Había que destruir Faluya para salvarla

8 de noviembre de 2004
Semana a semana, se van acentuando cada vez más los paralelismos entre la guerra de Irak y la de Vietnam. Ahora nos anuncian que las fuerzas norteamericanas han cercado Faluya y están a punto de desencadenar un ataque masivo para recuperarla. Ya la están bombardeando con obuses y misiles, así que podemos tener la práctica certeza de que quedará destruida y con muchísimas bajas entre la población civil. Faluya debe ser destruida para salvarla de ser controlada por una fuerza resistente que se opone a la invasión/ocupación y al control estadounidense; también fue el caso de Ben Tre en Vietnam, la ciudad que dio pie a la famosa frase «Tuvimos que destruir la ciudad para salvarla», acuñada por un oficial estadounidense que llevó a cabo la destrucción. Entonces, como ahora, los medios de comunicación y los intelectuales de tertulia daban por sentado que Estados Unidos tenía derecho a invadir y destruir un país lejano para moldear su política.

En ambos casos se observa esta facilidad con que se recurre a armas avanzadas contra una población relativamente indefensa, la aceptabilidad absoluta de unas cifras elevadas de víctimas civiles y, naturalmente, la máxima ocultación posible de estas cifras gracias a la colaboración de los medios. En Vietnam no hubo recuentos de víctimas civiles; líderes estadounidenses como Colin Powell y el general Tommy Franks han afirmado explícitamente que los recuentos de víctimas civiles iraquíes no son un asunto de interés y que, de hecho, «No hacemos recuentos de víctimas» (Franks). En Vietnam, los juristas llegaron incluso a acuñar la expresión «regla del mero amarillo», que plasmaba su actitud respecto a la población autóctona a la que supuestamente estábamos salvando. En Irak, los invasores denominan «hayis» a los del país: término despectivo que encaja con las incursiones en las casas, el trato a los prisioneros y también, una vez más, en lugares con mucha población civil, con el uso abundante de armamento de alta tecnología (bombas pesadas, bombas de racimo y municiones de uranio empobrecido).

Los malos tratos a los prisioneros a gran escala y las condiciones carcelarias deplorables son también un elemento común. En Vietnam se emplearon extensamente métodos de tortura electrónicos; en muchos casos, los aplicaban efectivos locales asesorados por Estados Unidos y entrenados para el uso de esos métodos tan modernos. Después de interrogar a los prisioneros, habitualmente se los mataba, a veces dejándolos caer desde aviones en vuelo. También se hicieron famosas en Vietnam las «jaulas de tigres», predecesoras de las jaulas empleadas en Guantánamo.

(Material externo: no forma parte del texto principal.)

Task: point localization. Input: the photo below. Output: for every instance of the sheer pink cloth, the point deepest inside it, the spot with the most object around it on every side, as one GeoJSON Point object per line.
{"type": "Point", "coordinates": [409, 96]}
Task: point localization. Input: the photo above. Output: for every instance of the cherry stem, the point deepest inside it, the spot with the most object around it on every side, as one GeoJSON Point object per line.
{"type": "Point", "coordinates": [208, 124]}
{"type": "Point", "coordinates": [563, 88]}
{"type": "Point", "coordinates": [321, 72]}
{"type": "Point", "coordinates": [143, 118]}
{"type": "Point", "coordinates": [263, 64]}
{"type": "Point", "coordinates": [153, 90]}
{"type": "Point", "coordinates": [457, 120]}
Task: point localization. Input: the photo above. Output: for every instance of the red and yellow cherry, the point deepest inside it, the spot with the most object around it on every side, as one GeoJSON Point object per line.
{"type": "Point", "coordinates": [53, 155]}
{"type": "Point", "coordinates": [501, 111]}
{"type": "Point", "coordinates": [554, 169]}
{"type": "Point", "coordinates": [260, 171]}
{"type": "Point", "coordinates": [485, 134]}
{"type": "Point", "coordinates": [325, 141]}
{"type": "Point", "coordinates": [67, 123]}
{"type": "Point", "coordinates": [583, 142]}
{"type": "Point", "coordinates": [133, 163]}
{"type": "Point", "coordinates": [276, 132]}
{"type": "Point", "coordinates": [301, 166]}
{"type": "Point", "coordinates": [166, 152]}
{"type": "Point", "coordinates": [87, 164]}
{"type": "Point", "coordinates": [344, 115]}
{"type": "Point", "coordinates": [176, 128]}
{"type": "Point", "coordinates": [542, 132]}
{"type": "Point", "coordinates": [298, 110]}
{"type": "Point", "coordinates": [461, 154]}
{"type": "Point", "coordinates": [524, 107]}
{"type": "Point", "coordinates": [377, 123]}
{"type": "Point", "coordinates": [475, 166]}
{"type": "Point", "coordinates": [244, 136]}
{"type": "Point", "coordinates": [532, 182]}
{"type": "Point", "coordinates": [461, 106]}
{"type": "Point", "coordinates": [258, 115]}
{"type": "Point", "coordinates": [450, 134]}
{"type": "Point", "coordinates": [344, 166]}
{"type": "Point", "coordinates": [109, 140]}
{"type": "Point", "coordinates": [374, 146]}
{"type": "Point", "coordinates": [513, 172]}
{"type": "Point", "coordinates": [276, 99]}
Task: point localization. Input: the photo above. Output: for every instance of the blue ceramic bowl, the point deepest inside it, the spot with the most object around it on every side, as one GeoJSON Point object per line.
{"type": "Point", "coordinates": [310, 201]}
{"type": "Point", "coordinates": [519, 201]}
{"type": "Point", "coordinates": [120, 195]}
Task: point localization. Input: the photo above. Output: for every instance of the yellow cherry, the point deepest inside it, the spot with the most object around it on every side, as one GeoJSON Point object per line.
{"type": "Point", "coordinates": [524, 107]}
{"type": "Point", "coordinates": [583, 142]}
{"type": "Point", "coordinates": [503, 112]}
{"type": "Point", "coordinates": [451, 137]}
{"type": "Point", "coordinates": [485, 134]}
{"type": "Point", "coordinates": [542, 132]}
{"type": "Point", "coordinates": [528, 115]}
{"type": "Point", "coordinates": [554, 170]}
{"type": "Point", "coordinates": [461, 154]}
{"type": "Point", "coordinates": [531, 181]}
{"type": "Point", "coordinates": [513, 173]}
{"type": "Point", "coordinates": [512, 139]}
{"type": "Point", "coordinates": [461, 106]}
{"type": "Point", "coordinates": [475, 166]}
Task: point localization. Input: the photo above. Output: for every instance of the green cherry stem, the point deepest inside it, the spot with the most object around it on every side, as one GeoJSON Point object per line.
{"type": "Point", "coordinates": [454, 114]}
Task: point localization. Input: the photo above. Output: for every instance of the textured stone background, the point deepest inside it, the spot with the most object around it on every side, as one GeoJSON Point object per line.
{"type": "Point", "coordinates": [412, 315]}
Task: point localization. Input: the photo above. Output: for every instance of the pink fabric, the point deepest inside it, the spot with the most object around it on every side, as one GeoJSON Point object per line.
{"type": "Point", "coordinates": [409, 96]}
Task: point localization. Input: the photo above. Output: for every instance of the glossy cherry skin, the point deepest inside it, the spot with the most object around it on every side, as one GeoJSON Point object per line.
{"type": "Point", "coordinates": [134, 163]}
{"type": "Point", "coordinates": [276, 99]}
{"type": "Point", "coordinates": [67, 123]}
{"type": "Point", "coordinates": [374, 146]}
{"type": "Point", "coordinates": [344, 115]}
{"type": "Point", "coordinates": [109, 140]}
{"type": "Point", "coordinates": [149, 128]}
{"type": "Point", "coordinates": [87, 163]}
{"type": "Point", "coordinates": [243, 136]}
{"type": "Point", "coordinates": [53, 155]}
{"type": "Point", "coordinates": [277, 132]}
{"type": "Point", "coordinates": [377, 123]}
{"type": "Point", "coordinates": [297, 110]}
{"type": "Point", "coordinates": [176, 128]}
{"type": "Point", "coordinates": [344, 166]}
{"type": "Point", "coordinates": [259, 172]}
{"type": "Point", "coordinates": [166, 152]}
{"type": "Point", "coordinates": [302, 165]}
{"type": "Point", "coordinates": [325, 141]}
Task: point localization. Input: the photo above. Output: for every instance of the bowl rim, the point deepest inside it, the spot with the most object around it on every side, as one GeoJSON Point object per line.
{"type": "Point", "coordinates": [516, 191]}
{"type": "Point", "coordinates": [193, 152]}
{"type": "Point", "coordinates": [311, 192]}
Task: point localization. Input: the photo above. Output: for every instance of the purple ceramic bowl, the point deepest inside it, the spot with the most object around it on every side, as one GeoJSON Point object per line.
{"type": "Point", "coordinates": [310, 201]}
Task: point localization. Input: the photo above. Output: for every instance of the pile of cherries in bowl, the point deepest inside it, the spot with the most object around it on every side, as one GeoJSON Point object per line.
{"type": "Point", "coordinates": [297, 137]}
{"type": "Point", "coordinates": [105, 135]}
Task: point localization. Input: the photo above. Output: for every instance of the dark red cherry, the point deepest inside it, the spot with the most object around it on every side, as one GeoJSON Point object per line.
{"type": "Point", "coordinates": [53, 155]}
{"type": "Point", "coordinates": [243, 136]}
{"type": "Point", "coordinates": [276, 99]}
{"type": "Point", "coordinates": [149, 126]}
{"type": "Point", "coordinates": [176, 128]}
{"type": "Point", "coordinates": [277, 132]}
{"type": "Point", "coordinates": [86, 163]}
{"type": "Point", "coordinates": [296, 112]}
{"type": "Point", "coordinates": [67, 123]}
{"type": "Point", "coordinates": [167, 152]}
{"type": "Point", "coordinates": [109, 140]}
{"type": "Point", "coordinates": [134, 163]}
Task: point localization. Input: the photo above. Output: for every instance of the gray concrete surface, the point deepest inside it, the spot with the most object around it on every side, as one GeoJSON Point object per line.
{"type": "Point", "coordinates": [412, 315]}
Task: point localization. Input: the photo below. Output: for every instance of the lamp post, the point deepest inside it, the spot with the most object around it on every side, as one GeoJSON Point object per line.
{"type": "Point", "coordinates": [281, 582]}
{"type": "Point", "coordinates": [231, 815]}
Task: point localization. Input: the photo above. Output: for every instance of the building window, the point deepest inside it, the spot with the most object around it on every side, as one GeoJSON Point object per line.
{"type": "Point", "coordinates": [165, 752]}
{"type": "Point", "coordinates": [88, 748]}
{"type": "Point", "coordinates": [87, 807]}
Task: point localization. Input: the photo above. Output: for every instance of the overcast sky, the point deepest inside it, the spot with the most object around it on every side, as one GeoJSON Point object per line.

En ambos casos, el poder ocupante impone un gobierno títere con líderes dispuestos a cumplir órdenes y a dar carta blanca a los bombardeos y ataques de Estados Unidos. En Vietnam se celebraron «elecciones» en 1966 y 1967 bajo unas condiciones de falta de libertad que hasta resultan cómicas; ganó por amplia mayoría una junta militar que reconocía abiertamente que no podía competir con los insurgentes en el terreno puramente político. Esas elecciones reconfortaron mucho a los medios de comunicación estadounidenses. En enero, es posible que Irak celebre unas elecciones no muy libres (véase mi artículo «Cheney, el New York Times y las elecciones de Afganistán, El Salvador e Irak» el próximo mes de diciembre en Z Magazine). Entretanto, quien gobierna nominalmente el país es Ayad Allawi, escogido directamente por los responsables estadounidenses pero considerado por los medios de comunicación (y por Kofi Annan y Naciones Unidas) como un auténtico líder de Irak. En los prolegómenos del «rescate» de Faluya, los oficiales estadounidenses ¡afirman estar esperando el visto bueno del señor Allawi, jefe del estado soberano de Irak! Claro, y como que hubo que pedir permiso a los generales Ky y Thieu para devastar su país con Agente Naranja y napalm!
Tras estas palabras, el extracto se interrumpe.